The specification relates to detecting overlapping communities in weighted graphs.
Community detection is a well-studied paradigm and is used in a variety of domains, such as physics, biology, computer science, social networks analysis, etc. to find novel and useful collection of entities that go together. One way to form communities is by amassing entities such as tags or keywords in collaborative tagging systems, products in retail systems, people in social networking systems, or genes in biological systems.
There are two main problems in community detection. First, the data used to associate entities with other entities might be noisy as in some cases these associations might just be random while in other cases these might be significant. This degree of association between pairs of entities might be quantified by a weight between them. Therefore detecting communities in weighted graphs is a more important problem than in unweighted graphs. The second problem is that the communities themselves might be overlapping because an entity might be associated with more than one community.
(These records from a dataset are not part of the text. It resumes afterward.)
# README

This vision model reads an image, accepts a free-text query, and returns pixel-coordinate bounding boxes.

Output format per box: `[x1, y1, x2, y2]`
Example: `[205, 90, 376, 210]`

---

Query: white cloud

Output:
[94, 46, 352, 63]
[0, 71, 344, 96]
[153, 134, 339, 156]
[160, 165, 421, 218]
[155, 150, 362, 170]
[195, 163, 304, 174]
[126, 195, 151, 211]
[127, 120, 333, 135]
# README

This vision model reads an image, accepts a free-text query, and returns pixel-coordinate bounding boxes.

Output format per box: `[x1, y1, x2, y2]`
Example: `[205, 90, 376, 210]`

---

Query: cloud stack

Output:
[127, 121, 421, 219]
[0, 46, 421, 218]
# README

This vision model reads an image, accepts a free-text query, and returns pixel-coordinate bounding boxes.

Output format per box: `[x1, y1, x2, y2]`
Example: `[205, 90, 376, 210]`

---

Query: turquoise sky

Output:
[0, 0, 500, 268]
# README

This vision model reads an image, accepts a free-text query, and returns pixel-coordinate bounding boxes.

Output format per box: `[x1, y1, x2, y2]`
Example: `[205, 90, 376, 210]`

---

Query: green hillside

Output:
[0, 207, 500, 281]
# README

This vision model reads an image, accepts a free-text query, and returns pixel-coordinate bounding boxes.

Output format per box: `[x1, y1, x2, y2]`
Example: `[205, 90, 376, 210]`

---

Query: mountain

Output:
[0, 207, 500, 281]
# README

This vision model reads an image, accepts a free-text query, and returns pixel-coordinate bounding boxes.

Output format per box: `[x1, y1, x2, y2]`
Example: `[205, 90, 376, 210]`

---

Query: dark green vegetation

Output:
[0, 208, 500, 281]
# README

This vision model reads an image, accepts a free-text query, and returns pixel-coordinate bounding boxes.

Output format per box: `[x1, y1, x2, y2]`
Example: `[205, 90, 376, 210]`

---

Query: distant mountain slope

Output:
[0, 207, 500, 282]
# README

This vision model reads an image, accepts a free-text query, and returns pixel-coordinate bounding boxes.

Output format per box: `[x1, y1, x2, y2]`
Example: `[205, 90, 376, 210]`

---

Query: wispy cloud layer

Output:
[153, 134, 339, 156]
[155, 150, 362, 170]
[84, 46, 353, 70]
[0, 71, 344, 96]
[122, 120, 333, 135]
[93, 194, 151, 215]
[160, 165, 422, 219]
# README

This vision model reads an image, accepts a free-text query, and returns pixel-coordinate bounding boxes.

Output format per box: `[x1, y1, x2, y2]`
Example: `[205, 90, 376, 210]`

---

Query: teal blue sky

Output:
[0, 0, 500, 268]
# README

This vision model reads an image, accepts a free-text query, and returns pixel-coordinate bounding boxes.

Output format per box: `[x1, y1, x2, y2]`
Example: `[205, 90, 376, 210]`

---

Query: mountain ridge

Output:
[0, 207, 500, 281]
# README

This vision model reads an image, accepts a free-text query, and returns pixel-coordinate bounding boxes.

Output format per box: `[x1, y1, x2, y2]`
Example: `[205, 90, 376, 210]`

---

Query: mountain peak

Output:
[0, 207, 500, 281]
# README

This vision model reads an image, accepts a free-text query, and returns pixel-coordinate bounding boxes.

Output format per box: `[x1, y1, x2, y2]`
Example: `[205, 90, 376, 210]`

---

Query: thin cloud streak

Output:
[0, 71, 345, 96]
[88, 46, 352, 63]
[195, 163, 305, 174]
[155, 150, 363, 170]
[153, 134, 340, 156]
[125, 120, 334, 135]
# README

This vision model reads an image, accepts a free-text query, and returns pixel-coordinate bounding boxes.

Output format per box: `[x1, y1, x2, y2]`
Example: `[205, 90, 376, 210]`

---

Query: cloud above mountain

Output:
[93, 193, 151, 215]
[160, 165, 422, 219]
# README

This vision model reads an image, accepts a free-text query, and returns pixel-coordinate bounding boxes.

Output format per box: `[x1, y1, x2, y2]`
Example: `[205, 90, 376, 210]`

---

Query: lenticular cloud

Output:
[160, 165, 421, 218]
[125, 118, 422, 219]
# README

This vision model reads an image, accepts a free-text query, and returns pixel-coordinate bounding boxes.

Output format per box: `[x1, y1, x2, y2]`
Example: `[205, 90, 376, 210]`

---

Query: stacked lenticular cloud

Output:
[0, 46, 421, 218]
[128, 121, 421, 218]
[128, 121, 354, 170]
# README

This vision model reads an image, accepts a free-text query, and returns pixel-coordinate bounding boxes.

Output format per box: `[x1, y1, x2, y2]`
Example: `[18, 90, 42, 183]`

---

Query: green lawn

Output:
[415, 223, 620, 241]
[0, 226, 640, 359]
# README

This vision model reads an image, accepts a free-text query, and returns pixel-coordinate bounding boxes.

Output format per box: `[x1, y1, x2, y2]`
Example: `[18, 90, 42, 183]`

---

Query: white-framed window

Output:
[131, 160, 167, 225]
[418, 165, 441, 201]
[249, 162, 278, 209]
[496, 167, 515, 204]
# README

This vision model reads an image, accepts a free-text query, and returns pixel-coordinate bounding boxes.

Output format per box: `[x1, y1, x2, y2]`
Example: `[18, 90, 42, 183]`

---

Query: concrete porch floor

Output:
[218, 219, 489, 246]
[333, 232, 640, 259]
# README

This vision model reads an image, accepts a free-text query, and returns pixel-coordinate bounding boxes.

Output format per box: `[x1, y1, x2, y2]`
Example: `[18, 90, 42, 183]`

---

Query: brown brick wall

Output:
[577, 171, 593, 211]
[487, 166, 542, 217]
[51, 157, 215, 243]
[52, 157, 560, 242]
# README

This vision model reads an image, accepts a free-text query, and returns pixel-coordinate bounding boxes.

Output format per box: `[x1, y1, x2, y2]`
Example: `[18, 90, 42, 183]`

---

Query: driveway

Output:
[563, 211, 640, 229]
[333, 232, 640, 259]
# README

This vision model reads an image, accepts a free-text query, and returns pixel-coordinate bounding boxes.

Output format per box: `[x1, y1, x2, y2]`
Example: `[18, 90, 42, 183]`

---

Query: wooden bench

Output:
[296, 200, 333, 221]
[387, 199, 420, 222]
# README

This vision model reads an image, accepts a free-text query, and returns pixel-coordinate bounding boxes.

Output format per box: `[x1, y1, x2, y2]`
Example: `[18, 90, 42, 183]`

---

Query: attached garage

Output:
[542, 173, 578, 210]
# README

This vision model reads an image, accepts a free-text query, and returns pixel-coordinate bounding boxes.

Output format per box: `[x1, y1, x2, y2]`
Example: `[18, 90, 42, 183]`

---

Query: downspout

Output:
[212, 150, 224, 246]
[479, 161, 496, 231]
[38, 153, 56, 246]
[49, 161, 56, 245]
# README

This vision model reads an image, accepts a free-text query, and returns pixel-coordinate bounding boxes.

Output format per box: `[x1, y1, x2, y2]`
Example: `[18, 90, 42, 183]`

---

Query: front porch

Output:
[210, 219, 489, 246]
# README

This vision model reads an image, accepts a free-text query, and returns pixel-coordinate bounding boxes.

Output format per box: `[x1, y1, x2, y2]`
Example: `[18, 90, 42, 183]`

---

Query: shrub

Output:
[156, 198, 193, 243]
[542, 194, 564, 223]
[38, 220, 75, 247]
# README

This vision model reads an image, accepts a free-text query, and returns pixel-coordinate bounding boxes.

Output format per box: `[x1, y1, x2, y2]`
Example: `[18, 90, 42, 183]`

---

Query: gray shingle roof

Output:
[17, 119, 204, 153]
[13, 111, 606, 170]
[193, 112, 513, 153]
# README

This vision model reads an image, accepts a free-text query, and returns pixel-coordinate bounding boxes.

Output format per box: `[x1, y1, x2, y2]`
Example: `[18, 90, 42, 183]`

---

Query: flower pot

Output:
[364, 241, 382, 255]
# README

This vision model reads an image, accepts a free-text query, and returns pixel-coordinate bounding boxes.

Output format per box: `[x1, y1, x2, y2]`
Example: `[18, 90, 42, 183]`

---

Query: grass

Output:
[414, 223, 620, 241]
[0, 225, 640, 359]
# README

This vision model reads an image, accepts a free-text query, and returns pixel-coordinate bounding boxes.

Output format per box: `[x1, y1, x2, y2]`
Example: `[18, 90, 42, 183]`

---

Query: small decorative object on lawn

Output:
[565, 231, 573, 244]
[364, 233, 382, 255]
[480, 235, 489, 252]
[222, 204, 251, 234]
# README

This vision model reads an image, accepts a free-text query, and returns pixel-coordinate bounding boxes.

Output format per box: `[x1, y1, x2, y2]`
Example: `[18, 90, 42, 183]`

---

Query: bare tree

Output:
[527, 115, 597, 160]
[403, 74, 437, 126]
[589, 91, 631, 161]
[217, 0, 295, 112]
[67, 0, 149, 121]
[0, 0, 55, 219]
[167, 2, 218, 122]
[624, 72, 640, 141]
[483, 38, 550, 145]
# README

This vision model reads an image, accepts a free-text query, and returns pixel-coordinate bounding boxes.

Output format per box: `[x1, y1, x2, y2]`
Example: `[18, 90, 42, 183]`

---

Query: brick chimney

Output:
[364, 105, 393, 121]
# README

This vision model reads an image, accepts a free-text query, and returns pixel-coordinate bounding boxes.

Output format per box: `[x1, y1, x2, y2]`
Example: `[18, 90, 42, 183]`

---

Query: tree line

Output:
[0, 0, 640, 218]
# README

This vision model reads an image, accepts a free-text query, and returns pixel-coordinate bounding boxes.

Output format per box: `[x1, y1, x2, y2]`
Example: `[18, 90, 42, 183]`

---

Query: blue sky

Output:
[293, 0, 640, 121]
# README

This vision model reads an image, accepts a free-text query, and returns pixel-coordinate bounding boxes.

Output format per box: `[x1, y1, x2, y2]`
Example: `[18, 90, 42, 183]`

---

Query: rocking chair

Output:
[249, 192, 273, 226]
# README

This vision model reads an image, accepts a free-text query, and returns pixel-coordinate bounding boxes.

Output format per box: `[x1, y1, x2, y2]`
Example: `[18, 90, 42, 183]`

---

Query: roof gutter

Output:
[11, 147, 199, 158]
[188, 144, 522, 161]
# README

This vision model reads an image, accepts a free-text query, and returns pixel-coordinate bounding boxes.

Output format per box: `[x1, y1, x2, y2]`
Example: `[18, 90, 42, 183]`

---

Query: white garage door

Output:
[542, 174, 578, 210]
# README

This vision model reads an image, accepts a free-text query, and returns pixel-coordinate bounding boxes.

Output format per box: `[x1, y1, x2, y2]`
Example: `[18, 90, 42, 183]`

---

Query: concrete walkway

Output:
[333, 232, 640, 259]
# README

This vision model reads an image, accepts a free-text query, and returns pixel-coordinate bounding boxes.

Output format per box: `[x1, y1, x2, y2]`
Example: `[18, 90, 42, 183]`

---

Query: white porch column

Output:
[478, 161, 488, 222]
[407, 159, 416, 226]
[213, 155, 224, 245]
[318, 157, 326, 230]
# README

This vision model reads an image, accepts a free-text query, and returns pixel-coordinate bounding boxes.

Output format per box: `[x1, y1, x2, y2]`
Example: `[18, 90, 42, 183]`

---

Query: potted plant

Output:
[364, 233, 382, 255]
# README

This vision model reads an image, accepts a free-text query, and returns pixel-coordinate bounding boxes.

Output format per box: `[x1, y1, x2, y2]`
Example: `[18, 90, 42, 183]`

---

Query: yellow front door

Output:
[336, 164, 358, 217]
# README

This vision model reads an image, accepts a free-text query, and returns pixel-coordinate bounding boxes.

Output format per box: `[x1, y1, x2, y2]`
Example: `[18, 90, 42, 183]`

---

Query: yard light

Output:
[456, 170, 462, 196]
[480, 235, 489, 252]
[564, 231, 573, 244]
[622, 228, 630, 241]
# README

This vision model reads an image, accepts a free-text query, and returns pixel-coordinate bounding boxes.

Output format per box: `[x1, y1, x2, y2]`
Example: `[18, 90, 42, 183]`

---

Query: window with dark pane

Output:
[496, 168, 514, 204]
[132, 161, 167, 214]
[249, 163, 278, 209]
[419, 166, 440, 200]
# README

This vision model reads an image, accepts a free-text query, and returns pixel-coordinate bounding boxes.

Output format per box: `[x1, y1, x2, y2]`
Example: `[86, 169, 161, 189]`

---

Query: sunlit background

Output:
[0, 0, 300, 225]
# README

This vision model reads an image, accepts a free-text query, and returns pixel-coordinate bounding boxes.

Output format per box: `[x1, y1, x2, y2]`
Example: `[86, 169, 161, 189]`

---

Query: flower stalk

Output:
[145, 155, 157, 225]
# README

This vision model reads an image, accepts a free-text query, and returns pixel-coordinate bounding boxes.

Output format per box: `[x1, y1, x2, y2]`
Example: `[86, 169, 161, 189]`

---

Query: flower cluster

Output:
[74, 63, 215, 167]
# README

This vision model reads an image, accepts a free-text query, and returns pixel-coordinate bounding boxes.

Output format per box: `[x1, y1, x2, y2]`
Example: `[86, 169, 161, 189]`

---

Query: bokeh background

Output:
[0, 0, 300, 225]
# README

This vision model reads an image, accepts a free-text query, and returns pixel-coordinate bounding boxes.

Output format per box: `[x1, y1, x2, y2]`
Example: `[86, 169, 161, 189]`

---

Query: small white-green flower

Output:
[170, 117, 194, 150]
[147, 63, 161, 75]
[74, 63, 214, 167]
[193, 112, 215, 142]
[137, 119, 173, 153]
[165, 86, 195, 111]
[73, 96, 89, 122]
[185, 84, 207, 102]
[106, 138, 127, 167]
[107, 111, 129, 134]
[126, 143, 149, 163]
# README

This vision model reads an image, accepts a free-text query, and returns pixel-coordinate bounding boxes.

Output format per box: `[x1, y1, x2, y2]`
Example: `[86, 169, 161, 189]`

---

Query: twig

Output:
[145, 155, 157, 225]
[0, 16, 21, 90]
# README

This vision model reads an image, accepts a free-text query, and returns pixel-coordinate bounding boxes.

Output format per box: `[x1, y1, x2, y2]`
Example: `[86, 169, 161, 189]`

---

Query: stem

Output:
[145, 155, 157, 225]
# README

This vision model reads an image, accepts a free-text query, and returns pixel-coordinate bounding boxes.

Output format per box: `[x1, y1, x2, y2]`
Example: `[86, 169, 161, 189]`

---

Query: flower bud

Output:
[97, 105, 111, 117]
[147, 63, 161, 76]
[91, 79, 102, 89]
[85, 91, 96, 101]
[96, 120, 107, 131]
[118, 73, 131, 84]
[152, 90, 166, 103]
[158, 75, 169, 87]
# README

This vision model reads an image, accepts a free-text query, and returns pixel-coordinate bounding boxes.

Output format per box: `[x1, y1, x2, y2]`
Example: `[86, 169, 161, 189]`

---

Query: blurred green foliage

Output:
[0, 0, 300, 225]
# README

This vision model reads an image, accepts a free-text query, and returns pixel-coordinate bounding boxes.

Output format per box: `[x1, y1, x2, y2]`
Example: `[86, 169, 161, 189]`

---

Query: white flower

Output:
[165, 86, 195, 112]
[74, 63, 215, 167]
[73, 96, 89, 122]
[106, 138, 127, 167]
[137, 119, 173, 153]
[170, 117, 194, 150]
For example, a product like a wrist watch might go with both electronic products as well as jewelry products. Similarly, an ambiguous keyword like “bank” might mean a financial institution or a bank of a river. Therefore the community detection paradigm must deal with overlapping communities in weighted graphs.
Previous attempts to create graphs include generating an unweighted graph either directly or by thresholding a weighted graph, detecting communities, and then removing the noise from the communities. Thresholding, however, leads to a significant loss of information and makes the final communities detected very sensitive to the threshold used to convert the weighted graph into unweighted graph. In addition, removing the noise from the communities after they have been detected results in poorly defined communities because important tags may get improperly removed.